Besides Dilma, in recent months the President of Mexico Enrique Peña Nieto and nine members of his team were spied upon, when he was only a candidate for the office.

The article says that these items come from a June, 2012 NSA internal presentation, a record of which Glenn Greenwald obtained from Edward Snowden.

The presentation was entitled “Intelligency”(?) filtering your data, Brazil and Mexico case studies.” It consisted of 24 slides which evidently did not include actual examples of the intercepted communications. It was intended for the use of governments in the “Five Eyes” countries (US, UK, Canada, Australia, and NZ). The presenter ended with congratulations on the success of the program.

It seems useful to have this revelation at this moment, for more general reasons than its specific content. Recently, the UK government forced the Guardian to destroy the Snowden records kept in its London offices, and it was revealed the other day that it has asked the New York Times to do the same with material in its possession. Meanwhile, last Saturday the Obama administration suddenly decided that it needed Congress’s input before undertaking a limited military action in Syria; of course that means that Congress will spend a week or so on that issue when it returns next week, and will not have time to discuss the various bills to rein in the NSA that are in the works before the budget crunch arrives later this month.

Obama and the Five Eyes may yet succeed in ending Snowden revelations in the Guardian, the Washington Post, the New York Times, and maybe even in Germany’s Der Spiegel, as well as in squelching significant discussion in the US. But they are unlikely to stop O Globo.

[Note: I'm still reading the article -- an appropriate project for "o dia do trabalho" -- and may add more later. But I want to get this much posted.]

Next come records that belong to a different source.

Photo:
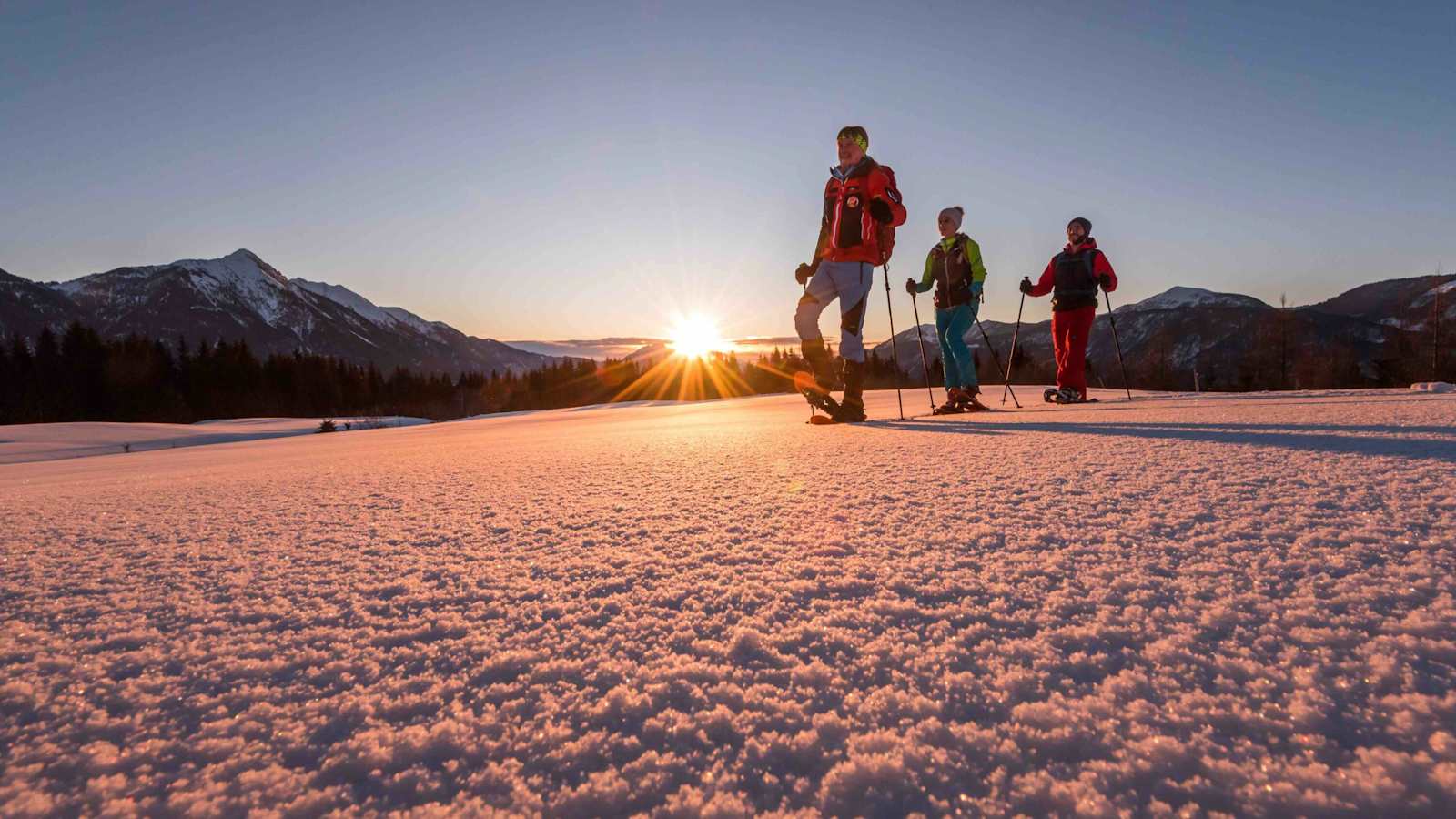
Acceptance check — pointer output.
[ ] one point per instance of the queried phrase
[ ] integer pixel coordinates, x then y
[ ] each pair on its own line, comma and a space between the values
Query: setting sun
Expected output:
696, 336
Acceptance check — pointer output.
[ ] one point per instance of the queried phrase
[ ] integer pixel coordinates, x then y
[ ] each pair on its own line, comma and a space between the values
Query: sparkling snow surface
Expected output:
1218, 603
50, 442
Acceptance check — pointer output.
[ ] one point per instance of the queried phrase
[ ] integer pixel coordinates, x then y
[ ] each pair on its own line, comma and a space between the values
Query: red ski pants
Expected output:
1069, 337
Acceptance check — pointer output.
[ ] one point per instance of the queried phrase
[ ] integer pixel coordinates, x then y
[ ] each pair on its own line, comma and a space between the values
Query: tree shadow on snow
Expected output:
1289, 436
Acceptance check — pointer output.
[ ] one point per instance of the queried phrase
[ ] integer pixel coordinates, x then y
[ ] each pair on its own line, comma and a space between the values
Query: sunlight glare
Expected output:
696, 336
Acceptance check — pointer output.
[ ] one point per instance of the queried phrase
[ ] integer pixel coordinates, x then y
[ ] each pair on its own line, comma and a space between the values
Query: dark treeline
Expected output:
80, 376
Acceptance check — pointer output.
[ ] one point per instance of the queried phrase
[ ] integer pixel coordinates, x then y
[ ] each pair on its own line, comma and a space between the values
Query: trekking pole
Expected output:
893, 350
925, 363
992, 347
1118, 344
812, 407
1011, 358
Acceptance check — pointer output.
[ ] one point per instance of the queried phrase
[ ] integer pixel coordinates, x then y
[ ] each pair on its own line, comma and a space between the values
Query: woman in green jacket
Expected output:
956, 268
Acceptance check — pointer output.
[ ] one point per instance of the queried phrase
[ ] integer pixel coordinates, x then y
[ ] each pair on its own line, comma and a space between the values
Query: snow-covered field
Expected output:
22, 443
1178, 605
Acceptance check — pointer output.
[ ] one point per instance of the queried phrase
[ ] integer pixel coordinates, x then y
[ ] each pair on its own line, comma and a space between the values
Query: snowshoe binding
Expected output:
1065, 395
972, 404
960, 401
815, 394
849, 413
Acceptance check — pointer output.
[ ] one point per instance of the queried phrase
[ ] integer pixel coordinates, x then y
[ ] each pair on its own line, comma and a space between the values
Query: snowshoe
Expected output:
973, 404
849, 413
1065, 395
812, 390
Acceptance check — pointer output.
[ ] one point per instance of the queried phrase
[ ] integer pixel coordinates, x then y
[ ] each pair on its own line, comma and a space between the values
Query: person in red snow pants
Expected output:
1074, 278
1069, 339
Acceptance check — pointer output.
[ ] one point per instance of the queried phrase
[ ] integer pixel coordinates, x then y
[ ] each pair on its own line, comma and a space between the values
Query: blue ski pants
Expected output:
951, 327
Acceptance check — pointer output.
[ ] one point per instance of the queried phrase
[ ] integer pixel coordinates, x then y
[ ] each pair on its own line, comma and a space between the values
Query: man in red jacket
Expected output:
856, 230
1072, 278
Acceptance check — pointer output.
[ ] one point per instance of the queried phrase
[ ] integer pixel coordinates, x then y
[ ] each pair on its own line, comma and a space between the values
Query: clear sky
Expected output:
539, 171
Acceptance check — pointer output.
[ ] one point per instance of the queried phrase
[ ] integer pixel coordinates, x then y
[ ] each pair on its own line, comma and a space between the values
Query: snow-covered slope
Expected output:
22, 443
1174, 606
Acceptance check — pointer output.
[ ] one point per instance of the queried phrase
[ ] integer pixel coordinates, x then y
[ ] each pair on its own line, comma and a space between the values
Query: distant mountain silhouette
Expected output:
240, 296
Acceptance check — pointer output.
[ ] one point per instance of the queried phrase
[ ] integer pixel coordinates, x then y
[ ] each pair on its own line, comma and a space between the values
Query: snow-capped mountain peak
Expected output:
1183, 298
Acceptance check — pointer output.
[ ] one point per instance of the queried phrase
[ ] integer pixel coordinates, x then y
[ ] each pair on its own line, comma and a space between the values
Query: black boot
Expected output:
852, 407
820, 363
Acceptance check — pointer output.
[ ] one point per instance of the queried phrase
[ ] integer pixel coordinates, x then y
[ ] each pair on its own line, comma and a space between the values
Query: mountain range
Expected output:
1365, 336
240, 296
1373, 334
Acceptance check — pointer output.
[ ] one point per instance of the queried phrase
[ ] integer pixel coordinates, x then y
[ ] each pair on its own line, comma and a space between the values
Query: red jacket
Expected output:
848, 234
1099, 266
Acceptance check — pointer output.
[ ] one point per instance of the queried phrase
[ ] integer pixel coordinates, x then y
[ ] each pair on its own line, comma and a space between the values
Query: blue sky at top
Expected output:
539, 171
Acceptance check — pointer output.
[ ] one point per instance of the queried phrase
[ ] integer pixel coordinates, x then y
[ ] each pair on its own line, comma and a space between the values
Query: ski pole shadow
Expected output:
1274, 436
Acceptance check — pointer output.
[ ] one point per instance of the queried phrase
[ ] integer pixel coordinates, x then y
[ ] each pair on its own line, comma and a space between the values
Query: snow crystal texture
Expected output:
1183, 605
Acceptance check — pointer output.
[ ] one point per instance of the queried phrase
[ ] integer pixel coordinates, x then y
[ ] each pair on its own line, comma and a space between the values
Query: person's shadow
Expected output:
1421, 442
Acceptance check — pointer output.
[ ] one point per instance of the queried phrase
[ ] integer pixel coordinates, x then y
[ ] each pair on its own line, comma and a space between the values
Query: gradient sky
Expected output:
531, 171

Added 11:30 Eastern: The article also gives some technical details (naming the programs that are involved in the surveillance). It says that according to Greenwald’s interpretation the goal in the Brazilian case is to identify just who are Rousseff’s confidantes. It includes a statement against the surveillance after consulting with Rousseff on the part of Brazil’s Interior Minister Eduardo Cardozo, who, however, says they will wait until the allegation is confirmed before deciding on a course of action.

But I still have more to read.

Added 12:15 PM Eastern: The article cites two more Snowden-Greenwald documents. The first of these describes a power-point presentation entitled “identifying challenges for the future,” also meant to be seen only by the Five Eyes, which asks whether a number of countries including Brazil and Mexico are likely to be “friends, enemies, or problems” during the period 2014-2019. It identifies Brazil and Turkey in particular as emerging nations that are capable of “creating regional stress.”

I’ll get to the last document in a while.

Added 12:55 PM Eastern. The last document reveals that there is a subdivision of NSA responsible for monitoring trade and military issues in countries important to the US economy, so that the US considers “strategic partners,” including Brazil, Mexico, Japan, Belgium, France, Germany, Italy and Spain.

The article concludes by saying that the embassies of the US and Mexico declined comment on the story, and observing that Rousseff is scheduled to meet with Obama in the US in October.

Corrections 8:15 PM Eastern: The documents have no specific examples for Rousseff, but do for Peña Nieto; Eduardo Cardozo is Brazil’s Justice Minister, not Interior Minister.